In May 1650, Cromwell was recalled to England to undertake his campaign against Charles II and the Scots. Ireton was appointed Lord-Deputy in his place and took over command of the army in Ireland. With the assistance of Edmund Ludlow and three other commissioners, Ireton worked to advance the Protestant religion and to suppress Catholicism — primarily through the continuation of the process of colonisation by English settlers and soldiers. Ireton himself invested heavily in land in County Kilkenny and Tipperary. He recommended to the Council of State that a more lenient approach should be adopted towards the native Irish in the interests of shortening the war, but this advice was ignored.

During Ireton’s summer campaign of 1650, several of the remaining Irish strongholds were captured, including the port of Waterford. However, Ireton mismanaged the campaign against Limerick, which enabled the town to hold out for another year. Ireton spent the winter of 1650-1 regrouping his forces and preparing for a new offensive against Limerick and the province of Connacht. The siege of Limerick was resumed in June 1651 and the town finally surrendered in October after a four-month siege. Ireton’s tireless efforts in supervising military operations in Ireland apparently exhausted him; he caught a fever at Limerick and died there on 26 November 1651, aged 40.

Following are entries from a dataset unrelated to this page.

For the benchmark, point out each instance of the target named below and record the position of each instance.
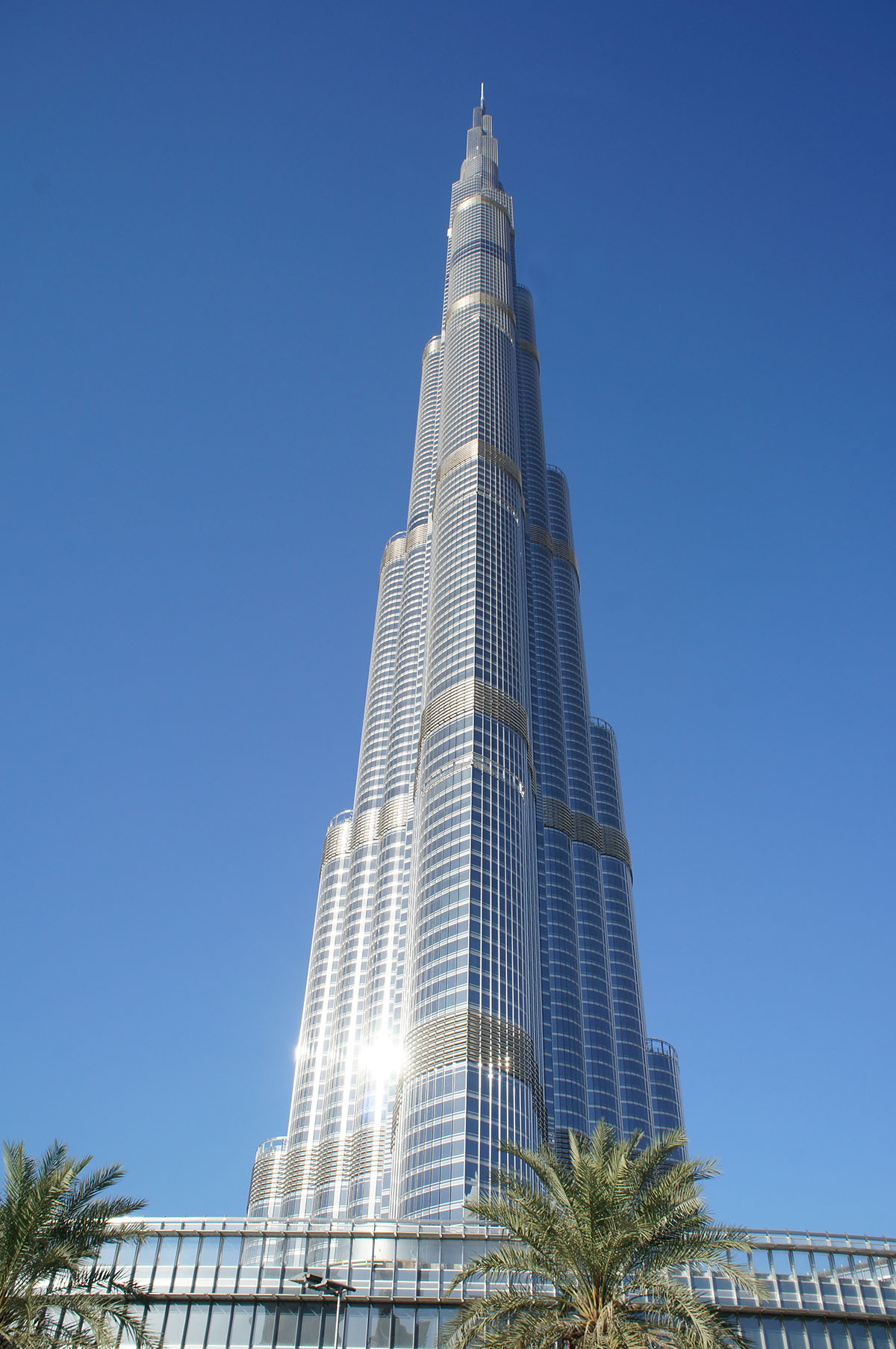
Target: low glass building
(232, 1283)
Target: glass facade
(230, 1285)
(474, 970)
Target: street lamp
(326, 1288)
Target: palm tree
(593, 1248)
(53, 1224)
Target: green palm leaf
(55, 1221)
(591, 1244)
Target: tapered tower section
(474, 969)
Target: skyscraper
(474, 970)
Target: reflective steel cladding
(474, 972)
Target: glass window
(406, 1253)
(357, 1328)
(210, 1251)
(188, 1252)
(219, 1325)
(309, 1333)
(153, 1320)
(404, 1328)
(379, 1328)
(175, 1327)
(339, 1250)
(168, 1251)
(231, 1251)
(196, 1324)
(287, 1328)
(242, 1327)
(362, 1251)
(750, 1329)
(294, 1255)
(429, 1253)
(264, 1332)
(795, 1335)
(774, 1332)
(817, 1335)
(426, 1328)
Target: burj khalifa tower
(474, 972)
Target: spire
(482, 147)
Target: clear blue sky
(223, 242)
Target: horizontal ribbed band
(469, 1035)
(555, 545)
(431, 348)
(481, 297)
(370, 826)
(474, 695)
(583, 828)
(479, 199)
(479, 450)
(402, 544)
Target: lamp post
(326, 1288)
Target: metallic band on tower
(474, 970)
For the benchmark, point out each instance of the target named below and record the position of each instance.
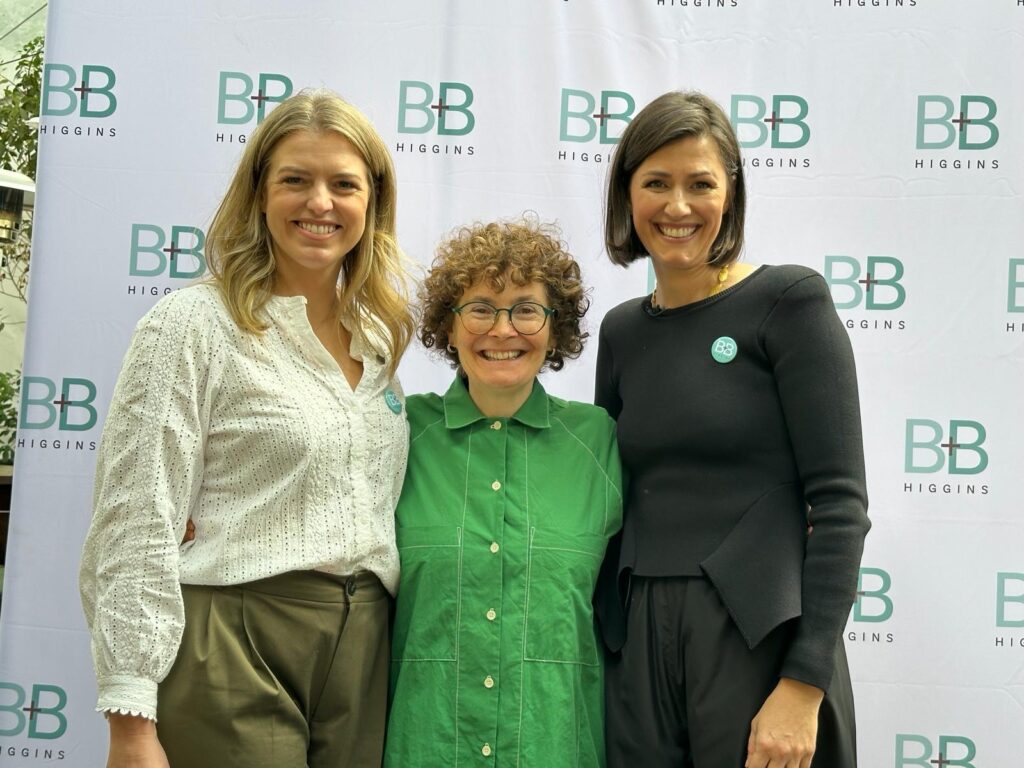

His body was returned to England for a state funeral in Westminster Abbey where a magnificent monument was raised in his memory. Many Puritans were offended at this extravagance, and it is probable that the austere Ireton would also have objected. The monument was destroyed after the Restoration. Like other prominent regicides, Ireton’s corpse was exhumed and hanged at Tyburn in 1661. His head was exhibited at Westminster for at least 24 years.